Biodiversity is under rising threat around the world, with potentially disastrous economic and social consequences, while water-related risks are likely to strain insurers and government budgets.

Biodiversity increases the world’s resilience to natural shocks, according to Allspring Global Investments, with nutritious food, clean water and the regulation of disease and climate all “key” to functioning economies.

“Even so, these natural assets are often undercounted or omitted from economic and political policy,” Allspring wrote in its 2024 Sustainable Investing Outlook. “This has led to a lack of investment in programs that manage and protect these important assets.”

More than half of global GDP is at risk from biodiversity loss, affecting more than 75 per cent of global food crop types. The EU’s Deforestation Regulation requires firms to prove that their products don’t contribute to deforestation, which Allspring expects will lead to higher reporting and monitoring costs for companies. Commodity prices could also increase, and companies will try to pass through higher costs to consumers to protect margins.

  • Companies lagging in biodiversity risk management could see their valuation discounted as investors become more attuned to biodiversity. The recently launched Taskforce on Nature-related Financial Disclosures is driving companies to improve information disclosed, which can help investors better understand biodiversity dependencies and impacts.

    Allspring says the opportunities lie in areas like water-reduction technology, regenerative agriculture and sustainable materials, as well as plant-based proteins and habitat conservation.

    “Biodiversity innovators could benefit from valuation premiums, and they may also be better prepared for future regulations. Allspring engages with firms on issues directly related to natural capital and biodiversity that are material to their business performance. We believe managing natural capital can contribute to resilient investments as well as a prosperous shared future.”

    Meanwhile, water-related financial risk has “steadily increased for decades”, with declining fresh water impacting an increasing portion of world’s geography and population in 2023 and increasing global temperatures leading to more frequent and extreme weather events.

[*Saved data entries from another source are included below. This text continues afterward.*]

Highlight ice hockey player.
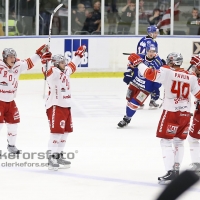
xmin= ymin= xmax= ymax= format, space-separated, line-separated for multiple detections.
xmin=137 ymin=25 xmax=159 ymax=55
xmin=136 ymin=25 xmax=164 ymax=107
xmin=0 ymin=44 xmax=49 ymax=154
xmin=117 ymin=43 xmax=162 ymax=128
xmin=188 ymin=56 xmax=200 ymax=176
xmin=41 ymin=45 xmax=86 ymax=171
xmin=127 ymin=52 xmax=200 ymax=184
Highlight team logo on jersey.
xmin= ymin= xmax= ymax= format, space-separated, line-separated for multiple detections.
xmin=0 ymin=81 xmax=8 ymax=86
xmin=167 ymin=124 xmax=178 ymax=134
xmin=65 ymin=39 xmax=88 ymax=67
xmin=193 ymin=42 xmax=200 ymax=54
xmin=198 ymin=130 xmax=200 ymax=135
xmin=60 ymin=120 xmax=65 ymax=129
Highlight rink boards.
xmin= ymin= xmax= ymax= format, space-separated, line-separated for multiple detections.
xmin=0 ymin=35 xmax=199 ymax=79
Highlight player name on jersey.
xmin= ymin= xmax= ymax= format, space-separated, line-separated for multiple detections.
xmin=175 ymin=73 xmax=189 ymax=80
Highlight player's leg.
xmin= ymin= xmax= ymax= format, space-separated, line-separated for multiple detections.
xmin=173 ymin=137 xmax=184 ymax=172
xmin=5 ymin=101 xmax=20 ymax=154
xmin=174 ymin=111 xmax=191 ymax=170
xmin=117 ymin=98 xmax=140 ymax=128
xmin=149 ymin=88 xmax=160 ymax=108
xmin=188 ymin=111 xmax=200 ymax=175
xmin=158 ymin=139 xmax=178 ymax=184
xmin=188 ymin=135 xmax=200 ymax=175
xmin=118 ymin=84 xmax=149 ymax=128
xmin=56 ymin=107 xmax=72 ymax=168
xmin=46 ymin=106 xmax=64 ymax=170
xmin=156 ymin=110 xmax=179 ymax=184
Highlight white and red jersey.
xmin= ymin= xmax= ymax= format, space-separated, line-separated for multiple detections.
xmin=45 ymin=56 xmax=81 ymax=109
xmin=138 ymin=64 xmax=200 ymax=112
xmin=0 ymin=54 xmax=40 ymax=102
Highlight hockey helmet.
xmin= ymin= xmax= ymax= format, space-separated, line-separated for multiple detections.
xmin=147 ymin=25 xmax=159 ymax=35
xmin=51 ymin=54 xmax=66 ymax=66
xmin=146 ymin=43 xmax=157 ymax=52
xmin=2 ymin=48 xmax=17 ymax=59
xmin=166 ymin=52 xmax=183 ymax=66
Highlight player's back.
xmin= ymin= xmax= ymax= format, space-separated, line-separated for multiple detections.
xmin=161 ymin=66 xmax=199 ymax=112
xmin=137 ymin=36 xmax=158 ymax=55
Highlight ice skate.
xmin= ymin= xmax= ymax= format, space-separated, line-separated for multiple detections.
xmin=149 ymin=99 xmax=159 ymax=109
xmin=158 ymin=170 xmax=179 ymax=185
xmin=57 ymin=152 xmax=71 ymax=169
xmin=190 ymin=163 xmax=200 ymax=176
xmin=7 ymin=145 xmax=21 ymax=154
xmin=48 ymin=155 xmax=59 ymax=171
xmin=117 ymin=116 xmax=131 ymax=128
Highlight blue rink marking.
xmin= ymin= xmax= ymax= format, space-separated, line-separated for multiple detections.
xmin=2 ymin=167 xmax=200 ymax=193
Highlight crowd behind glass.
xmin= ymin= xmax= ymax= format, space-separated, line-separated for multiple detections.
xmin=0 ymin=0 xmax=200 ymax=36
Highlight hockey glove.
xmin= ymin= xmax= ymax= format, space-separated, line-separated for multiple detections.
xmin=123 ymin=71 xmax=133 ymax=85
xmin=36 ymin=44 xmax=49 ymax=57
xmin=161 ymin=59 xmax=166 ymax=65
xmin=128 ymin=53 xmax=143 ymax=68
xmin=75 ymin=45 xmax=86 ymax=58
xmin=190 ymin=55 xmax=200 ymax=70
xmin=41 ymin=52 xmax=52 ymax=64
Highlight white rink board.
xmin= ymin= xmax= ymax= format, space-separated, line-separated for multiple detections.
xmin=0 ymin=36 xmax=198 ymax=74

    “Water-related risks cost billions of dollars each year, curb economic growth, accelerate transmission of diseases, add social unrest, and intensify geopolitical pressure,” the report says. “Physical risks stress existing resources, typically requiring added insurance and often new infrastructure.

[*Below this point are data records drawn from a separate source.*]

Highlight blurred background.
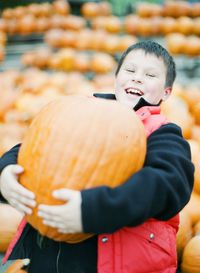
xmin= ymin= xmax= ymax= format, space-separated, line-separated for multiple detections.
xmin=0 ymin=0 xmax=200 ymax=272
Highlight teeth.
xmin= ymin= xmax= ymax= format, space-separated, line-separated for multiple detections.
xmin=126 ymin=89 xmax=142 ymax=95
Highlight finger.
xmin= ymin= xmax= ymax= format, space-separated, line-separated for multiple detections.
xmin=10 ymin=201 xmax=32 ymax=215
xmin=58 ymin=228 xmax=75 ymax=234
xmin=18 ymin=204 xmax=33 ymax=215
xmin=9 ymin=183 xmax=35 ymax=200
xmin=6 ymin=165 xmax=35 ymax=199
xmin=11 ymin=194 xmax=36 ymax=207
xmin=19 ymin=196 xmax=36 ymax=207
xmin=11 ymin=164 xmax=24 ymax=175
xmin=58 ymin=229 xmax=68 ymax=234
xmin=53 ymin=189 xmax=76 ymax=200
xmin=43 ymin=220 xmax=68 ymax=230
xmin=13 ymin=183 xmax=35 ymax=199
xmin=43 ymin=220 xmax=62 ymax=228
xmin=37 ymin=210 xmax=61 ymax=221
xmin=38 ymin=204 xmax=65 ymax=213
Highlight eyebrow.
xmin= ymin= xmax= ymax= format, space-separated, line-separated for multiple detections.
xmin=124 ymin=64 xmax=159 ymax=72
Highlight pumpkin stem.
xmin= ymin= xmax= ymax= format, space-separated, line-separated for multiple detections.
xmin=21 ymin=258 xmax=30 ymax=269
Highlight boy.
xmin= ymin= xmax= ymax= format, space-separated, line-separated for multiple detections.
xmin=0 ymin=41 xmax=194 ymax=273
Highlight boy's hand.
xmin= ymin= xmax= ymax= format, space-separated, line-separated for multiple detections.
xmin=38 ymin=189 xmax=83 ymax=234
xmin=0 ymin=164 xmax=36 ymax=215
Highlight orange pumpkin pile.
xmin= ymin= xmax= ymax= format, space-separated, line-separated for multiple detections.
xmin=44 ymin=28 xmax=138 ymax=53
xmin=21 ymin=47 xmax=116 ymax=74
xmin=166 ymin=33 xmax=200 ymax=56
xmin=162 ymin=85 xmax=200 ymax=271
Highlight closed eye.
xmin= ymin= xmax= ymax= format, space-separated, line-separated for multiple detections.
xmin=146 ymin=73 xmax=155 ymax=77
xmin=126 ymin=69 xmax=135 ymax=73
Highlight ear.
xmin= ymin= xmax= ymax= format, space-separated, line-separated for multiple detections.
xmin=162 ymin=87 xmax=172 ymax=101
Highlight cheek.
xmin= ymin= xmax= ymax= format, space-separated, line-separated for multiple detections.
xmin=114 ymin=77 xmax=123 ymax=92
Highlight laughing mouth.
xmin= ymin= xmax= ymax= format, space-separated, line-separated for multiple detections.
xmin=125 ymin=88 xmax=144 ymax=96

    “Continued water risks from extreme weather, population growth, and urbanization are likely to strain budgets of governments, municipalities, and companies. We expect operational losses to increase along with regulations.”

    In energy, Allspring is keeping an eye on the Inflation Reduction Act as well as high-emitting firms it believes could be tomorrow’s “decarbonisation outperformers” – those with climate-aware competitive strategies and ample financial flexibility to act on them.  But geopolitical shocks complicate matters.

    “Russia’s invasion of Ukraine demonstrated how even traditional fossil fuel and natural gas supplies are vulnerable to shocks and that these shocks are often unpredictable. Geopolitical risk has increased throughout the world in recent years.

    “The Middle East and Africa, in particular, are at risk of further migration and displacement crises, which can be triggered or worsened by energy shocks. Geopolitical risk can also dampen the outlook for clean energy by diverting attention and resources to seemingly more urgent problems.”